Dalam situasi informal guru dapat mengendorkan
hubunagn formal dan jarak sosial, misalnya sewaktu rekreasi, berolah raga,
berpiknik atau kegiatan lainnya. Murid-murid menyukai guru yang pada
waktu-waktu demikian dapat bergaul dengan lebih akrab dengan mereka, sebagai
manusia terhadap manusia lainnya, dapat tertawa dan bermain lepas dari kedok
formal. Jadi guru hendaknya dapat menyesuaikan peranannya menurut situasi
sosial yang dihadapinya. Akan tetapi bergaul dengan murid secara akrab sebagai
sahabat dalam situasi belajar dalam kelas akan menimbulkan kesulitan disiplin
bagi murid itu sendiri. Dalam masyarakat kita yang banyak sedikit masih
bercorak otoriter mungkin sikap demokratis masih belum dapat dijalankan
sepenuhnya.
Walaupun guru bertindak otoriter dengan menggunakan
wibawanya, namun ia tidak akan dicap sebagai kejam. Guru dapat bertindak tegas
bahkan keras namun dapat menjaga jangan sampai menyinggung perasaan dan harga
diri murid. Ini mungkin selama ia mengecam kesalahan yang dibuat murid agar
diperbaiki tanpa menyentuh pribadi anak itu sendiri. Kebanyakan murid-murid
akan tetap menyukainya dan memandangnya sebagai guru yang baik asal ia selalu
berusaha memahami murid dan bersedia untuk membantunya.
Pada satu pihak guru harus bersikap otoriter, dapat
mengontrol kelakuan murid, dapat menjalankan kekuasaannya untuk menciptakan
suasana disiplin demi tercapainya hasil belajar yang baik dan untuk itu ia
menjaga adanya jarak sosial dengan murid. Di lain pihak ia harus dapat menunjukkan
sikap bersahabat dan dapat bergaul dengan murid dalam suasana yang akrab. Guru
yang berpengalaman dapat menjalankan peranannya menurut situasi sosial yang
dihadapinya. Kegagalan dalam hal ini akan merusak kedudukannya dalam pandangan
murid, kepala sekolah, rekan-rekan guru maupun orang tua murid.
2.
Peranan
Guru Dalam Masyarakat
Peranan guru dalam masyarakat antara lain bergantung
pada gambaran masyarakat tentang kedudukan guru. Kedudukan sosial guru berbeda
dari negara ke negara, dari zaman ke zaman. Pada zaman Hindu, misalnya guru
menduduki tempat yang sangat terhormat sebagai satu-satunya sumber ilmu. Murid
harus datang kepadanya untuk memperoleh ilmu sambil menunjukkan baktinya.

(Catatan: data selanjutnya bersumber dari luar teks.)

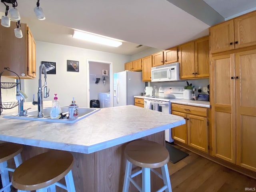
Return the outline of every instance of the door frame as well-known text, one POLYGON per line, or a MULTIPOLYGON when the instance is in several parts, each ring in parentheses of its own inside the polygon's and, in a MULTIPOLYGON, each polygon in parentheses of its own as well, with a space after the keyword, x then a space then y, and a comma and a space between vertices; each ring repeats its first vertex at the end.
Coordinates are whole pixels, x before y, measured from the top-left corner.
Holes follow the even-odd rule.
POLYGON ((87 75, 87 106, 88 107, 90 107, 90 62, 98 62, 99 63, 105 63, 106 64, 108 64, 109 65, 109 80, 110 84, 110 106, 111 107, 113 106, 113 90, 114 88, 113 82, 113 62, 111 61, 101 61, 100 60, 95 60, 94 59, 86 59, 86 75, 87 75))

Demikian pula guru-guru silat di Cina sangat dijunjung tinggi oleh murid-muridnya.
Di negara kita kedudukan guru sebelum Perang Dunia II
sangat terhormat karena hanya mereka yang terpilih dapat memasuki lembaga
pendidikan guru. Hingga kini citra tentang guru masih tinggi walaupun sering
menurut yang dicita-citakan yang tidak selalu sejalan dengan kenyataan.
Pekerjaan guru selalu dipandang dalam hubungannya
dengan ideal pembangunan bangsa. Dari guru dihrapakan agar ia manusia
idealistis, namun guru sendiri tak dapat tiada harus menggunakan pekerjaannya
sebagai alat untuk mencari nafkah bagi keluarganya. Walaaupun demikian
masyarakat tak dapat menerima pekerjaan guru semata-mata sebagai mata
pencaharian belaka sejajar dengan pekerjaan tukang kayu, atau saudagar.
Pekerjaan guru menyangkut pendidikan anak, pembangunan negara dan masa depan
bangsa.
Karena kedudukan yang istimewa itu masyarakat
mempunyai harapan-harapan yang tinggi tentang peranan guru. Harapan-harapan itu
tak dapat dibaikan oleh guru, bahkan dapat menjadi norma yang turut menentukan
kelakuan guru.
Walaupun zaman berubah namun kelakuan guru menyimpang
dari apa yang dianggap sopan selalu mendapat sorotan yang tajam. Guru selalu
diharap agar menjadi teladan bagi anak didik.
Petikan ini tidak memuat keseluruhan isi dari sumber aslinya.